En l'occurrence, la recourante A. X.________ ne vit officiellement en Suisse que depuis le mois d'avril 2006. Elle ne démontre pas qu'elle y aurait des attaches. A l'inverse, elle conserve des attaches à l'étranger, avec ses parents qui l'aident, selon leurs possibilités. Il n'existe aucune circonstance permettant d'admettre l'existence d'un cas de rigueur.
Selon les considérants qui précèdent, la recourante A. X.________ n'a pas droit à la délivrance d'un titre de séjour; son enfant ne peut pas en obtenir un par regroupement familial. Le statut du père présumé de B. X.________, qui serait titulaire d'un permis d'établissement, n'y change rien, sous l'angle de l'art. 8 CEDH, dès lors qu'aucun contact n'existe entre eux.
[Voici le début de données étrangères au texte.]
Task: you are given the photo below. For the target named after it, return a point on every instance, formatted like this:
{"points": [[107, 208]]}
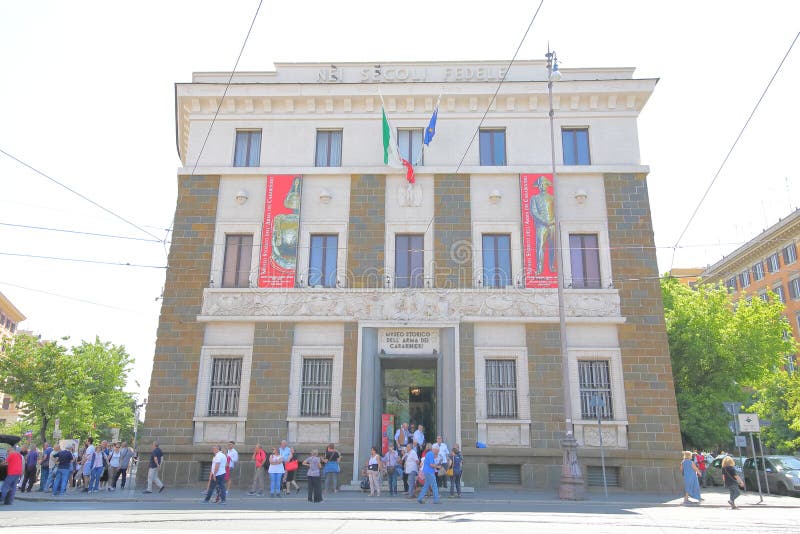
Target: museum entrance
{"points": [[408, 391]]}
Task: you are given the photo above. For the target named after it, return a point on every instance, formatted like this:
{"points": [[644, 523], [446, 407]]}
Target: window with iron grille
{"points": [[595, 387], [789, 254], [758, 271], [226, 379], [315, 398], [772, 263], [501, 389]]}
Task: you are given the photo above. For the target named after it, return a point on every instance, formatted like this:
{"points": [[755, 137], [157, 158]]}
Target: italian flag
{"points": [[391, 156]]}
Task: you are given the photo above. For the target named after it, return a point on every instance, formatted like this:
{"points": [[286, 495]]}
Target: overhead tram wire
{"points": [[84, 197], [733, 146], [219, 106]]}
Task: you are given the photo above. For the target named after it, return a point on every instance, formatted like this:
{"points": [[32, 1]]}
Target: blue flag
{"points": [[430, 131]]}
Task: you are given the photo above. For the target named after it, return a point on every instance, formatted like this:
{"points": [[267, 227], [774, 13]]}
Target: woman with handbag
{"points": [[374, 468], [732, 480], [331, 469], [291, 471]]}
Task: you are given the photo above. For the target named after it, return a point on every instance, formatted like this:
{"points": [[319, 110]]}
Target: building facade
{"points": [[10, 317], [768, 262], [315, 294]]}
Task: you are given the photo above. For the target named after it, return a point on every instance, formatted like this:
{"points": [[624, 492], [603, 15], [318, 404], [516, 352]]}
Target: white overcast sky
{"points": [[87, 97]]}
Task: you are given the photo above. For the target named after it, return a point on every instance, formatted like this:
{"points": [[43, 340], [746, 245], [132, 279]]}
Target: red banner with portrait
{"points": [[281, 232], [538, 230]]}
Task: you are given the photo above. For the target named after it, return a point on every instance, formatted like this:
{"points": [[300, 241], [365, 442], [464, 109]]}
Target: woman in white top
{"points": [[374, 468], [275, 471]]}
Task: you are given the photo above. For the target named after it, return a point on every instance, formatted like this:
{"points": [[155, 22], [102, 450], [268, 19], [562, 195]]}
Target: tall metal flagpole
{"points": [[571, 486]]}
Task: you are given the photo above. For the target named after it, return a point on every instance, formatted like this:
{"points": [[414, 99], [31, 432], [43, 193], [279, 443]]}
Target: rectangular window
{"points": [[493, 147], [758, 271], [789, 254], [496, 260], [794, 288], [329, 148], [226, 378], [248, 148], [595, 389], [315, 397], [744, 278], [772, 263], [584, 256], [575, 143], [322, 260], [409, 141], [409, 269], [778, 290], [731, 283], [238, 253], [501, 389]]}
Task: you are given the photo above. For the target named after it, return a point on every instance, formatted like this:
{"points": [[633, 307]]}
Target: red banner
{"points": [[538, 230], [281, 232], [387, 432]]}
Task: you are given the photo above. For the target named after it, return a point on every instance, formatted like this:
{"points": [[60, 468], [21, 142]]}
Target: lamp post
{"points": [[571, 485]]}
La décision attaquée est confirmée.
5. Les considérants qui précèdent conduisent au rejet du recours. Vu l'issue du pourvoi et compte tenu de la situation des recourantes, l'émolument judiciaire sera laissé à la charge de l'Etat. Le SPOP est chargé de fixer un nouveau délai de départ aux recourantes et de veiller à l'exécution de sa décision.
Par ces motifs
le Tribunal administratif
arrête:
I. Le recours est rejeté.
II. La décision rendue par le SPOP le 18 juin 2007 est confirmée.
III. Les frais du présent arrêt sont laissés à la charge de l'Etat.
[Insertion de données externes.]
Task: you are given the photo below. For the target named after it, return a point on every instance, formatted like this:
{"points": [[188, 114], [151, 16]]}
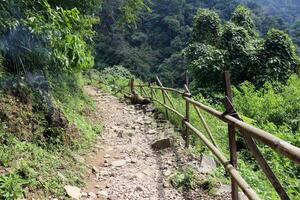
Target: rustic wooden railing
{"points": [[247, 131]]}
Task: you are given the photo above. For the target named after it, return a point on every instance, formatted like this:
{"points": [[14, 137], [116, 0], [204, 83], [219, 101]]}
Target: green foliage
{"points": [[279, 55], [242, 17], [113, 80], [240, 50], [130, 10], [186, 179], [207, 62], [11, 186], [45, 37], [279, 105], [47, 165], [207, 27]]}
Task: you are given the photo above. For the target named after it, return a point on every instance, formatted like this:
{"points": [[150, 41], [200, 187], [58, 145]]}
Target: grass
{"points": [[285, 170], [246, 164], [38, 168]]}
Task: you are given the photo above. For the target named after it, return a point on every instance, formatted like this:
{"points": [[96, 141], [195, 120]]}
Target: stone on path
{"points": [[102, 194], [161, 144], [118, 163], [223, 189], [207, 164], [73, 192]]}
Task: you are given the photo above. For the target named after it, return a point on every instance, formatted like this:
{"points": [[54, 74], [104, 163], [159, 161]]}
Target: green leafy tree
{"points": [[242, 17], [238, 48], [207, 27]]}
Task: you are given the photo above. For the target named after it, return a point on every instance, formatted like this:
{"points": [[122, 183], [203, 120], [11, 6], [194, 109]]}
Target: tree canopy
{"points": [[237, 47]]}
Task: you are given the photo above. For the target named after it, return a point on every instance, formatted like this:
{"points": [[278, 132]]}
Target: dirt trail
{"points": [[123, 165]]}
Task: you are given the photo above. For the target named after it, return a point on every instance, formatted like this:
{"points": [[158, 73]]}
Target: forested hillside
{"points": [[62, 62], [153, 45]]}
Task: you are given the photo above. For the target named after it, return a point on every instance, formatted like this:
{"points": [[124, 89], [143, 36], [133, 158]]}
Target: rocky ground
{"points": [[125, 166]]}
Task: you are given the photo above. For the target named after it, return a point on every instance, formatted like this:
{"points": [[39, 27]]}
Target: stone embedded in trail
{"points": [[92, 195], [118, 163], [207, 164], [95, 170], [152, 132], [223, 189], [161, 144], [73, 192], [102, 195]]}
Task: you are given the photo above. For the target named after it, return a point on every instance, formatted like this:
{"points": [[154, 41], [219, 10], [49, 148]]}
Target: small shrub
{"points": [[11, 186]]}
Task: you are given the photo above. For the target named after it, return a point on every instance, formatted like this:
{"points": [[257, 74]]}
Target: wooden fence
{"points": [[230, 116]]}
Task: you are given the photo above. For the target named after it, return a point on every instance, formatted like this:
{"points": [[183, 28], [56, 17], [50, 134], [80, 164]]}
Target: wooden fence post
{"points": [[232, 138], [187, 115], [131, 85]]}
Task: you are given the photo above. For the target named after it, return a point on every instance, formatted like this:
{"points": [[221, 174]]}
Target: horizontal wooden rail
{"points": [[162, 88], [230, 117], [275, 143], [168, 107], [233, 172]]}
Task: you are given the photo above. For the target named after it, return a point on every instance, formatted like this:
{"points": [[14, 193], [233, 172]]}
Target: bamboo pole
{"points": [[187, 116], [259, 158], [166, 94], [232, 171], [205, 126], [231, 138]]}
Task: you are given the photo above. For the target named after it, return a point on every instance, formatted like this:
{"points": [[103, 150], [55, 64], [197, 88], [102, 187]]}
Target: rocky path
{"points": [[123, 165]]}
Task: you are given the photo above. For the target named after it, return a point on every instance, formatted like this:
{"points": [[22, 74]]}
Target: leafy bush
{"points": [[11, 186], [237, 47], [46, 38]]}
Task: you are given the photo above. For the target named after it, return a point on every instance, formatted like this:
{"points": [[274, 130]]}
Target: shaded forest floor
{"points": [[124, 166]]}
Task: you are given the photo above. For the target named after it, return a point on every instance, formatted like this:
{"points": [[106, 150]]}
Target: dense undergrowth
{"points": [[273, 108], [39, 154]]}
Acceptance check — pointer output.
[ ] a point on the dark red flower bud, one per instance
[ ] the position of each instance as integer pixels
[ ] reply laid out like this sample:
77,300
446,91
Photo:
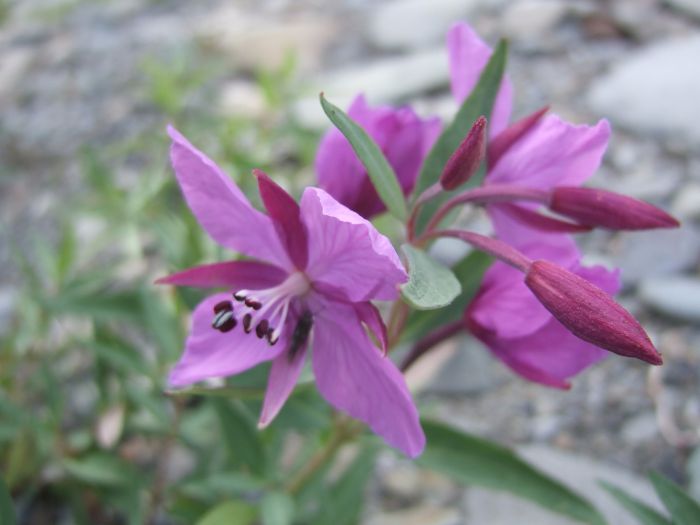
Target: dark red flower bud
512,134
606,209
589,313
465,161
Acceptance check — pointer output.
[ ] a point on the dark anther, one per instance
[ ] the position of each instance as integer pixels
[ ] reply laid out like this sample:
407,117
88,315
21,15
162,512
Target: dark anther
252,303
247,319
223,306
261,329
224,321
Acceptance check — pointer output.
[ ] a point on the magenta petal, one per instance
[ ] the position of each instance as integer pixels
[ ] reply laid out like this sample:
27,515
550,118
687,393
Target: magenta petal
284,373
230,274
371,317
210,353
347,253
220,206
553,153
353,376
468,55
284,211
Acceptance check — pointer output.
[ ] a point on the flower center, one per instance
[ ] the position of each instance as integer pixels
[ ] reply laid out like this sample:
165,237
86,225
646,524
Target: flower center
263,311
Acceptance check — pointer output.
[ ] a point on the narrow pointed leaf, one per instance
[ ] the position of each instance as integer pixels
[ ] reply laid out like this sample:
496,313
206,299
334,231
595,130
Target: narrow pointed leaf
683,508
7,511
229,512
378,168
480,102
277,508
469,272
644,514
474,461
430,284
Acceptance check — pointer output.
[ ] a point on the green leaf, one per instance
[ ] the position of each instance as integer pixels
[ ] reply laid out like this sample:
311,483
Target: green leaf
7,511
378,168
645,514
228,513
480,102
343,503
683,509
242,439
101,469
475,461
430,284
469,272
277,508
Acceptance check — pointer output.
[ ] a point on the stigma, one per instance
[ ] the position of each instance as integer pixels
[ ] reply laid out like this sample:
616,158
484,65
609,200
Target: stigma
262,312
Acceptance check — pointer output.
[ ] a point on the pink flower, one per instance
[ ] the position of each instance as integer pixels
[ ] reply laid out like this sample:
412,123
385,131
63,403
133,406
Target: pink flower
317,265
521,332
404,138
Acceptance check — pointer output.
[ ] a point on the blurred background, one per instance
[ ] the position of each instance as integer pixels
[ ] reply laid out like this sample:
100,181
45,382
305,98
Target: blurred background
90,216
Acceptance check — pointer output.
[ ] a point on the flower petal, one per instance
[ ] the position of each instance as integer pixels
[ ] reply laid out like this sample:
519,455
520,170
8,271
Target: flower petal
468,55
220,206
354,377
210,353
284,373
284,212
504,305
346,252
553,153
371,317
230,274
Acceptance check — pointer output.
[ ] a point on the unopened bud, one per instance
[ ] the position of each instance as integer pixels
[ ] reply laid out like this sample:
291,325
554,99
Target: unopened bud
465,161
606,209
589,313
512,134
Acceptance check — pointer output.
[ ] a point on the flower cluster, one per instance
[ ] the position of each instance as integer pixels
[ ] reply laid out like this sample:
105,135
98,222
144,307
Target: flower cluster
316,266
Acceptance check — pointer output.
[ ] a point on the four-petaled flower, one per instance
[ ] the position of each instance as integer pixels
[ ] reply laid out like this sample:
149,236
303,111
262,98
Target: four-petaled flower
318,264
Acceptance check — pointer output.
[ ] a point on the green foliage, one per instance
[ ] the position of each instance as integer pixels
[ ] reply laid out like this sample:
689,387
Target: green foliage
645,514
480,102
430,284
475,461
378,168
683,509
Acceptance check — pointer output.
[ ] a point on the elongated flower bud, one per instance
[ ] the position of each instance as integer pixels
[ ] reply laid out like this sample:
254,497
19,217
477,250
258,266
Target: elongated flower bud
512,134
589,313
606,209
465,161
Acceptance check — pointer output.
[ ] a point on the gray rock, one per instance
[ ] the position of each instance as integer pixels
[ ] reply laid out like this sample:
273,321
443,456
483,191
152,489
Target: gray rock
655,253
655,90
579,472
677,297
415,24
690,7
686,205
385,80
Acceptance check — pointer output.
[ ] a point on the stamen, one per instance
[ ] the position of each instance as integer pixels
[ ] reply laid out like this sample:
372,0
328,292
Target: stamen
261,329
247,319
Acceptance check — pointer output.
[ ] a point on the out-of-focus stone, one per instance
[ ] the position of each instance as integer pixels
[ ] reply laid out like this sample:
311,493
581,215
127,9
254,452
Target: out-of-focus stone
415,24
497,508
256,42
420,515
655,90
243,99
382,81
675,296
532,19
655,253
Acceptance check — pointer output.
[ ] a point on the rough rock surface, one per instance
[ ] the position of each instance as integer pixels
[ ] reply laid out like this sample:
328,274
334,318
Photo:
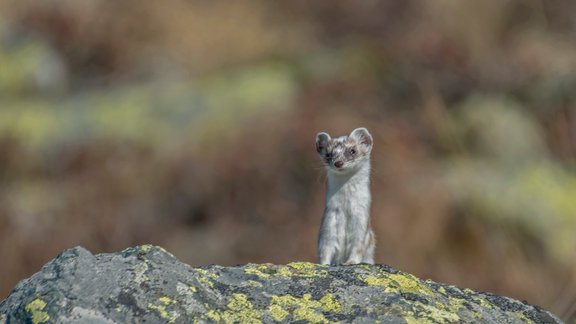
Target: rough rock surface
147,284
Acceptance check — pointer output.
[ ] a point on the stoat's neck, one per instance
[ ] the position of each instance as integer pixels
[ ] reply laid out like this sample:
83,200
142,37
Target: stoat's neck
355,178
IV. Il n'est pas alloué de dépens.
Lausanne, le 23 octobre 2007
Le président: La
greffière:
Le présent arrêt est communiqué aux destinataires de l'avis d'envoi ci-joint, ainsi qu'à l'ODM.
Il peut faire l'objet, dans les trente jours suivant sa notification, d'un recours au Tribunal fédéral. Le recours en matière de droit public s'exerce aux conditions des articles 82 ss de la loi du 17 juin 2005 sur le Tribunal fédéral (LTF - RS 173.110), le recours constitutionnel subsidiaire à celles des articles 113 ss LTF. Le mémoire de recours doit être rédigé dans une langue officielle, indiquer les conclusions, les motifs et les moyens de preuve, et être signé. Les motifs doivent exposer succinctement en quoi l’acte attaqué viole le droit. Les pièces invoquées comme moyens de preuve doivent être jointes au mémoire, pour autant qu’elles soient en mains de la partie; il en va de même de la décision attaquée.